Si el peronismo ha sabido reunir sin rubores en un mismo espacio a López
Rega con Firmenich, por citar uno de los tantos ejemplos escandalosos que
alberga la historia del partido (bajo la excusa de que cualquier medio
justifica alcanzar el poder), ahora la proeza de Menem como travestido
no se funda sólo en esa inclinación ambiciosa e impune. Tampoco en un
fenómeno repentino de bicefalía ideológica: es la transformación
camaleónica de quien, por miedo o interés, vota contra lo que piensa, auxilia a
quien lo detesta. Lamentable ocaso.
Cuesta encontrar antecedentes para esta actitud de doblez facial tan
sospechosa y radicalmente negativa a su propia naturaleza, cuando se observa al
riojano en el Senado vestido y perfumado (según la leyenda, como
alistaban muerto en su jaca al Cid Campeador para pelear contra los moros) votando
a favor del Gobierno que más lo ha denostado.
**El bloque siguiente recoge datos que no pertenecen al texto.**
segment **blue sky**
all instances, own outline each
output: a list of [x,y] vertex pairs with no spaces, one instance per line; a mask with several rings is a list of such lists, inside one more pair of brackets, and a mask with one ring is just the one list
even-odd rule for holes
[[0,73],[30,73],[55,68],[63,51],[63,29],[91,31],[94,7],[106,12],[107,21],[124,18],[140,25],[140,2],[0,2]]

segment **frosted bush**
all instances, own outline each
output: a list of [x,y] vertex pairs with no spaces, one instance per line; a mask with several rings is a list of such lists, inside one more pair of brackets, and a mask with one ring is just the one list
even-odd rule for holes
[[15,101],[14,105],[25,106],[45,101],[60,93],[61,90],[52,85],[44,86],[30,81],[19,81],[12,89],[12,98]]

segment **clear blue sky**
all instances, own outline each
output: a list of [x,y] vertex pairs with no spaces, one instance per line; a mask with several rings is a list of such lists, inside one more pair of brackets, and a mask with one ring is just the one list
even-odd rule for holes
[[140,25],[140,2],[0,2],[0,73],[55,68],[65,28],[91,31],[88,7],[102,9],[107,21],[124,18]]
Y en los precisos momentos que su
odiada Cristina más lo necesita para aprobar leyes y salvarla, como la
semana pasada, con la
indemnidad del Parlasur que Ella, gobernadores o ministros podrían
requerir para no ser arrestados. Así, comandar una lista electoral este año
que, supone el optimista oficialismo, será el arrastre de una segunda que
también llevará un candidato a presidente.
Generoso Menem con su gracia, convocado especialmente, a
menos que uno imagine sórdidos ardides, chantajes judiciales con los que lo
amenazan para no ir preso o seducciones irresistibles que han sido moneda
corriente en el Congreso (basta ver algunas presencias inesperadas para dar
quórum o votos inimaginables para conseguir mayorías). Amén de otras
caracterizaciones, de la promoción y aceleración de causas (la famosa
Banelco) al episodio divulgado como borocotización, del cual
con curiosidad se ha valido el cristinista Diego Bossio para descalificar a
rivales, como si esa operación política no hubiera sido planificada por sus
venerados líderes.
Irritación. Dicen que el reiterado servicio legislativo de Menem al Gobierno irritó,
por lo humillante sobre él mismo, al mínimo entorno que le quedaba. Gente
que hasta bramó, por atentatorio al buen gusto y las razonables
conductas, ante el fotografiado beso bíblico que el senador Juan Manuel
Abal Medina le aplicó en el recinto. Igual, nadie piensa que este bisoño Catón
haya sido responsable de las operaciones de inteligencia y de extorsión
judicial que se mencionan sobre el ex presidente, ni de las aceitadas
facilidades que le han concedido desde la cúpula de la Cámara alta presidida
por Miguel Pichetto y el dúctil Aníbal Fernández, ahora
personal asistente de Cristina. Esa tenaza de rigor y tentación,
dicen, es lo que somete a Menem, aunque él ha dejado trascender que nunca lo
acompañaron desde el resto del sector político opositor, que lo dejaron aislado
y ni siquiera le agradecieron la noche que abandonó su internación para ir a
votar contra el kirchnerismo.
Alguien dirá como justificativo que también Alan García,
dos veces presidente del Perú, cambió, como el senador, de pensamiento:
al revés, claro, mudó de un fracasado populismo hiperinflacionario en su primer
mandato a una gestión más abierta en el segundo. En todo caso, García le
explicó al electorado su proceso de maduración; Menem, en cambio, nada dice
y teme que se oscurezca más si pretende aclararlo.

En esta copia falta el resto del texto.